Tres días con sus noches estuvo ahí. Cuando la sala estaba vacía y cuando estaba llena de gente que iba para acá y para allá sin cesar. Y a nadie parecía incomodarle. Llegó una madrugada a verme en una visita de cortesía y aunque en ese momento no le pude ver supe que se trataba de ella.
Contrariamente a lo que podría haber tenido como lo más natural no sentí terror, no pude pensar cosa alguna tampoco. Consideré después que quizá ésta forma suya de proceder es mejor; que nunca pueda verse venir, que no se la pueda ver llegar, que su presencia no sea ostensible y ominosa, será mejor acaso solamente tener la certeza de encontrarse en sus dominios, me dije.

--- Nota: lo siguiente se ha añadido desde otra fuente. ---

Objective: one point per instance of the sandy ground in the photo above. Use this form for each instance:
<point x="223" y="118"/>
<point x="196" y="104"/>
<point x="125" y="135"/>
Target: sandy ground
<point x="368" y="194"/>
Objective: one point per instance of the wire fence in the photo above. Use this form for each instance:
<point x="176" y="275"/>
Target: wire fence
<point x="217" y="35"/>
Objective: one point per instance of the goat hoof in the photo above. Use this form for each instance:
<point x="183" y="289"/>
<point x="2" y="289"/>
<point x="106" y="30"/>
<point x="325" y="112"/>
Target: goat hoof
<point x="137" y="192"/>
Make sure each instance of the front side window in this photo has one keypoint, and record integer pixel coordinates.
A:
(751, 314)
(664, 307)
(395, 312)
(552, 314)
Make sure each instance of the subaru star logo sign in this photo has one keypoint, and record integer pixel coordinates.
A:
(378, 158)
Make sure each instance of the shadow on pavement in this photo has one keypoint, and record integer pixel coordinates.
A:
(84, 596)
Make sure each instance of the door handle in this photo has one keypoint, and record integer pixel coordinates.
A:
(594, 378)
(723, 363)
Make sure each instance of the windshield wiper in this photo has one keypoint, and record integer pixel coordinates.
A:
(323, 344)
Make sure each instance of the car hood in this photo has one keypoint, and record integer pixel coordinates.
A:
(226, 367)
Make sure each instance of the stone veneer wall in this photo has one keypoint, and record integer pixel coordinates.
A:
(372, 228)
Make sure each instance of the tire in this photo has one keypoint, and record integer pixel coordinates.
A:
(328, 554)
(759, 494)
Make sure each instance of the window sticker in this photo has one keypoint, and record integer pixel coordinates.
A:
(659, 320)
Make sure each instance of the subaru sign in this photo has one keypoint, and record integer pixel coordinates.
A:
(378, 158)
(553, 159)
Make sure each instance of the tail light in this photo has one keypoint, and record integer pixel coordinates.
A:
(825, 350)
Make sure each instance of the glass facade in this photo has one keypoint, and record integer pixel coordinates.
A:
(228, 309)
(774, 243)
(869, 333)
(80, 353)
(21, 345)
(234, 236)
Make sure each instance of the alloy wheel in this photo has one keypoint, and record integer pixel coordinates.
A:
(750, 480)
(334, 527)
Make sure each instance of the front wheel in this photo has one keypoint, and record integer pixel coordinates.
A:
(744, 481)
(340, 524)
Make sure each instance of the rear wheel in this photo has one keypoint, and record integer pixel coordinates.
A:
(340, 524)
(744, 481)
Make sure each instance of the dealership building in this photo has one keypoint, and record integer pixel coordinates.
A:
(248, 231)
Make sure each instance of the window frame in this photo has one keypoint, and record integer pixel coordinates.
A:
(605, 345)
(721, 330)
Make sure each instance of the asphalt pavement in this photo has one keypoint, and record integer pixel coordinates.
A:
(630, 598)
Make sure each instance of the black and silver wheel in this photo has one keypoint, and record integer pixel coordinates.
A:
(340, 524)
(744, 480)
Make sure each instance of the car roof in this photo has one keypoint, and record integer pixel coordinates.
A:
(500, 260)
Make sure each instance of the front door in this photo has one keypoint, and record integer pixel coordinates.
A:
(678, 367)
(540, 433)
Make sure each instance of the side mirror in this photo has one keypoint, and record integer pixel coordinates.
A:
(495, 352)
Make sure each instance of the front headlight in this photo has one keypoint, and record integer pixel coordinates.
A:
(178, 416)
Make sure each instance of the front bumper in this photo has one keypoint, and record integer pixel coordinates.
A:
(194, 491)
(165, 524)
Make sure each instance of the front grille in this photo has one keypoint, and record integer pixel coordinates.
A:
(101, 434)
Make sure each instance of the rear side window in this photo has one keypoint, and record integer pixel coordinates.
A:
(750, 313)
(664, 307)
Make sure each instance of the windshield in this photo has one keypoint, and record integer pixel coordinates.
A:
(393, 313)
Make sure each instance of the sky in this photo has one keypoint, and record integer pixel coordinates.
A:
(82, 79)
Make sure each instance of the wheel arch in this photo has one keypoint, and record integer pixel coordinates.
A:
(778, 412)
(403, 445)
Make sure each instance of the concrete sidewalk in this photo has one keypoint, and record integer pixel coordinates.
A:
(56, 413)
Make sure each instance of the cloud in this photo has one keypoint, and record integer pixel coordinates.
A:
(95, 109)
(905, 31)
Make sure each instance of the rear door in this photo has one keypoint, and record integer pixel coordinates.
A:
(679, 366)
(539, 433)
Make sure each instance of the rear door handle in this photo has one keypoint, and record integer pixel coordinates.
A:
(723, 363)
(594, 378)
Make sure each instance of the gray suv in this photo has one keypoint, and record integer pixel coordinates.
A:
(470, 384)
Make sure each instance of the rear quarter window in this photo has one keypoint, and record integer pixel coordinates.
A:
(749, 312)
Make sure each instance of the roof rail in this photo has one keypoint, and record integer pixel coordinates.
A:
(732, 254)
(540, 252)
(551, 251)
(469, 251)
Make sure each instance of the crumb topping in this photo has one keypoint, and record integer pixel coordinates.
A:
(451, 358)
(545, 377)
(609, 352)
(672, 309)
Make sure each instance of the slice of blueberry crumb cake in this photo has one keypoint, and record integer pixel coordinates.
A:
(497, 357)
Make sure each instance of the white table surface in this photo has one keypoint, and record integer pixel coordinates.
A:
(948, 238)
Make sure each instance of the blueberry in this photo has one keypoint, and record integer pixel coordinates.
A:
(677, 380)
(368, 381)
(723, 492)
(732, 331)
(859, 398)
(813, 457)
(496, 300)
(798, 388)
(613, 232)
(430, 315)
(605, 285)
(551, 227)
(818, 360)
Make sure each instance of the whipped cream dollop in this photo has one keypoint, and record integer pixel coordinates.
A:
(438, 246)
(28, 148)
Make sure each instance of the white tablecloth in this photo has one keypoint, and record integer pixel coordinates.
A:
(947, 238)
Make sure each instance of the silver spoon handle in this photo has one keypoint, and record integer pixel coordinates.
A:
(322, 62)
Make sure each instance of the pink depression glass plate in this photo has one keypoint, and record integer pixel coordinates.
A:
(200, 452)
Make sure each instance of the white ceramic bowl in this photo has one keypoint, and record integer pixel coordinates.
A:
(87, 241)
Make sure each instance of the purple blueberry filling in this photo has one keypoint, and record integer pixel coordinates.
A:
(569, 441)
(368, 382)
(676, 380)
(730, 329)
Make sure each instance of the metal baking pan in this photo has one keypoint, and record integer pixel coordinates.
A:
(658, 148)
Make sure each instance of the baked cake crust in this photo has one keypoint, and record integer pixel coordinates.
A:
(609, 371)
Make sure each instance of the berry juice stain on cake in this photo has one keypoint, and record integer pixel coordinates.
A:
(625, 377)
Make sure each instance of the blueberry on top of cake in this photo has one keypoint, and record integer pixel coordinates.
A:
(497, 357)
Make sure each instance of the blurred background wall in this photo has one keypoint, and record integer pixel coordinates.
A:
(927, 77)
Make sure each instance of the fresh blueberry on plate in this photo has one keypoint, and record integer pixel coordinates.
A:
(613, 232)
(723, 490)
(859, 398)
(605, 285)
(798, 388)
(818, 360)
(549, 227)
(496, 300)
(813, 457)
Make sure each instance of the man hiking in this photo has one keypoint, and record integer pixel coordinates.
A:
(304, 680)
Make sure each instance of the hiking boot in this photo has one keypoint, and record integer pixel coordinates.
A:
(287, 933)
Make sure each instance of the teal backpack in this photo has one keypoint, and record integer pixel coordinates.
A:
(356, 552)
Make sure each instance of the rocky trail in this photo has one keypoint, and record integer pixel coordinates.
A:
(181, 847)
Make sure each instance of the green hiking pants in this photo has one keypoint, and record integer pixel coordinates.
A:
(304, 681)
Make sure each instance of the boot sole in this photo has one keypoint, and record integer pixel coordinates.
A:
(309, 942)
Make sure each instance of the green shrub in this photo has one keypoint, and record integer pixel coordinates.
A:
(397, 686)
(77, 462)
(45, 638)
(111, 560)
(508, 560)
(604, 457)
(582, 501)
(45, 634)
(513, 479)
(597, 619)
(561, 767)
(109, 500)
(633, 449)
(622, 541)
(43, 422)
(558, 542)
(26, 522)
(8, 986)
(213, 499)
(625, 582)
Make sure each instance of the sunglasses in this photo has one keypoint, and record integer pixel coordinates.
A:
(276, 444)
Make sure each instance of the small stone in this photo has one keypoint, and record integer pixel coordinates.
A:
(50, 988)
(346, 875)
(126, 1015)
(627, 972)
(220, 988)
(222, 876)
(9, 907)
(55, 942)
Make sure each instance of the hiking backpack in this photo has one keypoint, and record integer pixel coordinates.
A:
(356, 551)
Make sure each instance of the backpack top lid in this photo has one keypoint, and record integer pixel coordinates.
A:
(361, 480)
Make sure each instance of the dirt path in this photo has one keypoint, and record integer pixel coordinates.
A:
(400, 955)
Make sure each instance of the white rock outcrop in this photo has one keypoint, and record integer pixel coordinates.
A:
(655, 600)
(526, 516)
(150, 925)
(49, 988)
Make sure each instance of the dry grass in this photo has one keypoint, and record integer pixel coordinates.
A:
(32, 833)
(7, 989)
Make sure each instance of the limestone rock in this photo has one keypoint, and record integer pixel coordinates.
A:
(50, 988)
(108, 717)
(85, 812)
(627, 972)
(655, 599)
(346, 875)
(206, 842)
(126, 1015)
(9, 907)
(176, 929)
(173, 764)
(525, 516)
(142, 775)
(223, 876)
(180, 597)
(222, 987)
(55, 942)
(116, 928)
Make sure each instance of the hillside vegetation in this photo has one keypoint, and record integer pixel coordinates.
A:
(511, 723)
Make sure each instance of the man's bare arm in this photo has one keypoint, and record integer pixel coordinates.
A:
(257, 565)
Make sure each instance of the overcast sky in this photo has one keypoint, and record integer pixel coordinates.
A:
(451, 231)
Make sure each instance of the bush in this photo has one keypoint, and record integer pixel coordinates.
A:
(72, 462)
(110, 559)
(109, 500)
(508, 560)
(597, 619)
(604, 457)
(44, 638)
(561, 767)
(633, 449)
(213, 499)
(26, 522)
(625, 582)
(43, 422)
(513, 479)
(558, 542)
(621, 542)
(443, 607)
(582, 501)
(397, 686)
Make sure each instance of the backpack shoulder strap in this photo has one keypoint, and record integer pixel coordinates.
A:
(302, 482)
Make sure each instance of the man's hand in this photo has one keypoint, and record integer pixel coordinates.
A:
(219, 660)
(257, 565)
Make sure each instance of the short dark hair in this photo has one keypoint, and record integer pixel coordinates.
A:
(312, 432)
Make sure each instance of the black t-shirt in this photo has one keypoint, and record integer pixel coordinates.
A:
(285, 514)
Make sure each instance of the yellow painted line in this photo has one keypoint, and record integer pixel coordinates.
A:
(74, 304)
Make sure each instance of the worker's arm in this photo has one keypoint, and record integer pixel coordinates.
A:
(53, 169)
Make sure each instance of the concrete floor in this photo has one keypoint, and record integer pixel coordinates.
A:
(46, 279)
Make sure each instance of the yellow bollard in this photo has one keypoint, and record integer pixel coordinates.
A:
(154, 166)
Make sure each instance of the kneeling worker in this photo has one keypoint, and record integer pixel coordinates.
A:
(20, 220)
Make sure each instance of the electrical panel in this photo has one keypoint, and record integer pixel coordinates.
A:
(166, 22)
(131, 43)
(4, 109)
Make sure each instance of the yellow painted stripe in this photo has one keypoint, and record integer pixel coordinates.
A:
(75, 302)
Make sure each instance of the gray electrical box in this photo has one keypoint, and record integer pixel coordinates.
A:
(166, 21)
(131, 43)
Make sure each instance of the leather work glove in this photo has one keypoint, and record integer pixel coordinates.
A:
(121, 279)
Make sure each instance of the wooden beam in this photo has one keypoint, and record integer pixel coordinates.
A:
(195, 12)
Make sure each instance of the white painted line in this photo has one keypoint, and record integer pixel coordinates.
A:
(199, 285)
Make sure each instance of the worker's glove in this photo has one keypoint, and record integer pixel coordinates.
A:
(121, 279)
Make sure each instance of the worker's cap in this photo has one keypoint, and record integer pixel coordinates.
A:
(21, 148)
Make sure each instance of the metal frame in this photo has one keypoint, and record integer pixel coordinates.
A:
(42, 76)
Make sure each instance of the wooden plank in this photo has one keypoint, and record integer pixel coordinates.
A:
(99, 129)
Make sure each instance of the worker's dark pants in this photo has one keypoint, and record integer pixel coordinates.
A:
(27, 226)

Se acercó decididamente y la fuerza de su presencia me provocó tan intenso malestar y náusea que me hizo volver el estómago. Me abrazó como una constrictora, envolviéndome en un manto oscuro y me quedé sin aliento. Después sólo me sentí humilde y manso, dejándome conducir de la mano, en calma hacia la nada.
Después de un tiempo volví a respirar, escuchaba voces lejanas y el ruido de la actividad acelerada, casi frenética, de personas alrededor y máquinas funcionando que emitían pitidos y zumbidos, pero yo aún no estaba presente. Me llamaban:
– ¿Me escuchas? ¡Abre los ojos!
No podía hablar, ni siquiera balbucear sino apenas emitir quejidos, como gruñidos, como bufidos de un toro de lidia con el estoque clavado, como una orgullosa bestia otrora poderosa pero herida mortalmente.
– ¡No intentes hablar, abre los ojos! – me decían, pero no podía seguir sus instrucciones, escuchaba entonces que volvían a su actividad.
Otro tiempo después pude volver y ver de nuevo, desperté para encontrarme confinado en un rincón, en una habitación de paredes blancas donde lo único que había era la cama en que yacía tumbado y todos esos aparatos que continuamente pitaban y zumbaban y a los que con cables y manguerillas estaba conectado.
Descubrí entonces la razón por la que no podía hablar; un tubo insertado en mi boca que pasaba por mi garganta hasta la tráquea y que estaba conectado a una máquina que me insuflaba oxígeno y prácticamente respiraba por mi. Había algunas personas desconocidas alrededor que me hablaban pero yo no les podía tener en cuenta porque fue entonces que la vi y captó toda mi atención.
Fuera del cuarto había una sala más grande y al fondo un pasillo corto y una puerta.
Cerca de esa salida yacía de pie, inmóvil, en actitud reflexiva, frente a una pared donde había unas imágenes y unas palabras escritas, vestía una bata blanca y larga como una túnica y portaba un estetoscopio al cuello, estaba con la cabeza gacha que sostenía con su mano derecha huesuda casi cerrada en un puño apoyado en la barbilla que tenía como atrapada entre el pulgar y el índice flexionado mientras mantenía el otro brazo cruzado sobre el pecho y sobre esa otra mano el otro brazo.
Nadie le veía más que yo. No a las diez de la mañana cuando el lugar gozaba de una relativa calma, no a medio día en que por el cambio de turno el servicio era un pequeño bullicio, tampoco a las tres de la mañana en que discretamente la mayoría del personal se retiraba a dormir un poco.
Como cuando vino a mí, no sentía miedo sino una incertidumbre incómoda, por lo que la vigilaba continuamente, expectante, porque sabía que estaba a salvo mientras aquél personaje que algo parecía negociar cavilaba, y que si giraba la cabeza en dirección hacia mí, ahí acabaría todo.
Después de tres días de haber despertado volví a sentir su presencia, de madrugada otra vez.
Ahora se retiraba y, como cuando llegó, no se dejó ver por mí.
Sólo puedo decir que la sentí despedirse socarronamente y me dijo: “En otra ocasión será… hoy no… hoy no…”.
Y se fue llevándose el tubo endotraqueal y la sonda nasogástrica.
Dos días después me trasladaron de la Unidad de Cuidados Intensivos al servicio de Medicina interna y otros dos o tres días después fui dado de alta del hospital.